To be fair to the vice-principal, she found the whole thing amusing but she had to do her job. Turned out, one of the school rent-a-cops got a flyer (not from me, who had better sense than to throw pearls before swine) and thought I was actually soliciting for a business. Somewhere there’s a great quote about satire being wasted on small minds and if you flip through Bartlett’s you’ll probably find one. So since the security guard had his panties in a twist I had to get reprimanded. My parents would have to be called. The vice-principal told me I had to try to re-collect all the flyers that had been passed out (yeah, right) and sent me back to my class. A class I was failing, by the way. So ten minutes later when the principal himself, a cocksucker whose name I would name if I could only remember it, came to pull me out of class for the second time it seemed a bit of overkill. How was I supposed to learn with all these disturbances?
Back to the office. Me and the principal sat down in the conference room. To me it was all a big joke — because I knew that was the attitude that would piss him off the most. It was working, as far as I could tell — his face was turning redder than a Communist bloc and we hadn’t even exchanged words yet.

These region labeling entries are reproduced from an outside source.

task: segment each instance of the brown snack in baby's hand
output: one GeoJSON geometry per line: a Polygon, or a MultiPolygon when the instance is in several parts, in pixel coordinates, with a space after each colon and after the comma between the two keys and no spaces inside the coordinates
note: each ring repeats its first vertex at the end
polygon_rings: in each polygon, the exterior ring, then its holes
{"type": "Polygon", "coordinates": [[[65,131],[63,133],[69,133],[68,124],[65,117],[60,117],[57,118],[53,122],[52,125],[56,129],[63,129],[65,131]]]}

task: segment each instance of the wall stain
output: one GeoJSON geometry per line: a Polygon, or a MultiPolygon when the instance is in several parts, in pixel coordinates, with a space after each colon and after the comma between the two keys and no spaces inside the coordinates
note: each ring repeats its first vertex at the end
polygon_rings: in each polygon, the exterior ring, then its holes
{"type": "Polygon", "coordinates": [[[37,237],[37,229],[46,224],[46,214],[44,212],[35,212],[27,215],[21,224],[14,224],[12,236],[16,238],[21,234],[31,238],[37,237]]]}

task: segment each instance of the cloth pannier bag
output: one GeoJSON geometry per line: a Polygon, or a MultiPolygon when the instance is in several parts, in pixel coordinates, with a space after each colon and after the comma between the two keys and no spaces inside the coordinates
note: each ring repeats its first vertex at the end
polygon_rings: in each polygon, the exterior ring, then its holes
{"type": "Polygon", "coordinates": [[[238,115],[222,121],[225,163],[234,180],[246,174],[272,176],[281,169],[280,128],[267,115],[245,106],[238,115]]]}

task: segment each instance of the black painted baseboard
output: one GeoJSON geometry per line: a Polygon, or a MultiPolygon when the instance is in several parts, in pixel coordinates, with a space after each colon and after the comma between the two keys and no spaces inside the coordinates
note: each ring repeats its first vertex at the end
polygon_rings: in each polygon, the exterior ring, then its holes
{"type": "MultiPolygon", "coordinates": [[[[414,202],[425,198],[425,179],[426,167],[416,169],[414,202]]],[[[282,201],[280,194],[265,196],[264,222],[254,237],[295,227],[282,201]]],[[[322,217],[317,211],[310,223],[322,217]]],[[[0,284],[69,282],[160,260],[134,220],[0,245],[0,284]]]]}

“You know,” he said, “if anyone was offended by your little stunt we’ll have to suspend you.” I stayed cool. Suspension meant a few days sitting home playing Super Metroid and would only add to my rep. At this point he pulled out the student handbook, the same one I had pored over last night, and began flipping pages desperately looking for a charge to hang me with. “You’re not allowed to solicit for businesses,” was his first move.
I parried. “It’s not a business, clearly. I already discussed this with the vice-principal.” Unspoken: why are you dealing with a problem that has already been resolved?
If he caught the barb he was unfazed. Flip, flip, flip through the handbook. “Says here you’re not allowed to hang material on the walls without permission.”
He was reaching and I knocked the ball back to him with ease: “That’s fine. I didn’t hang them on any walls.”
Flip, flip. A look of consternation. Flip, flip, flip. “Well, Noel, you’re not allowed to hand out flyers during school hours.” Do I even need to repeat it? It wasn’t during school hours. Seeing as how school hours had only began some twenty minutes earlier this should have been obvious. But he was desperate to find an excuse to punish me — what had I done to offend this petty bureaucrat? I can only assume that my refusal to play anything other than my own game by my own rules was a personal affront to a drone that had traded his soul in for the illusion of material security.
Some more flipping. Okay, a lot more flipping. As I said, I spent the night before covering my ass vis-a-vis the student handbook. There was nothing in that book that could touch me. He must have eventually realized this because finally he closed the book. He folded his hands and said to me, matter-of-factly, “Well, Noel, there are some rules that just aren’t in the book.”
“Then why print one?” I responded sweetly. I always save the sweetness for the end — it’s kept me out of a lot of bad situations that are also stories for other times.
His mouth opened as if he could respond to that. Then it closed. And opened again. And closed again. In this matter he began to resemble a goldfish but I kept a straight face. I knew I had already won and there was no point gloating. Eventually he sent me back to class, telling me that he would call my parents.
“The vice-principal already did.” I couldn’t resist the parting shot, twisting the knife. In my fantasy he took a swig of Pepto-Bismol after I left.
The upshot? Nothing. My parents came in to discuss the situation. They were told a copy of Stigmata Shoppe would go into my Permanent File.
“Why the hell for?” My dad supposedly erupted. “To show he has a sense of humor?” I wasn’t worried about a thing. I was off of school the next day anyway because we were driving to New Jersey to take a look at the college that I would be kicked out of by the end of 1996. It was the end of one era and the beginning of another.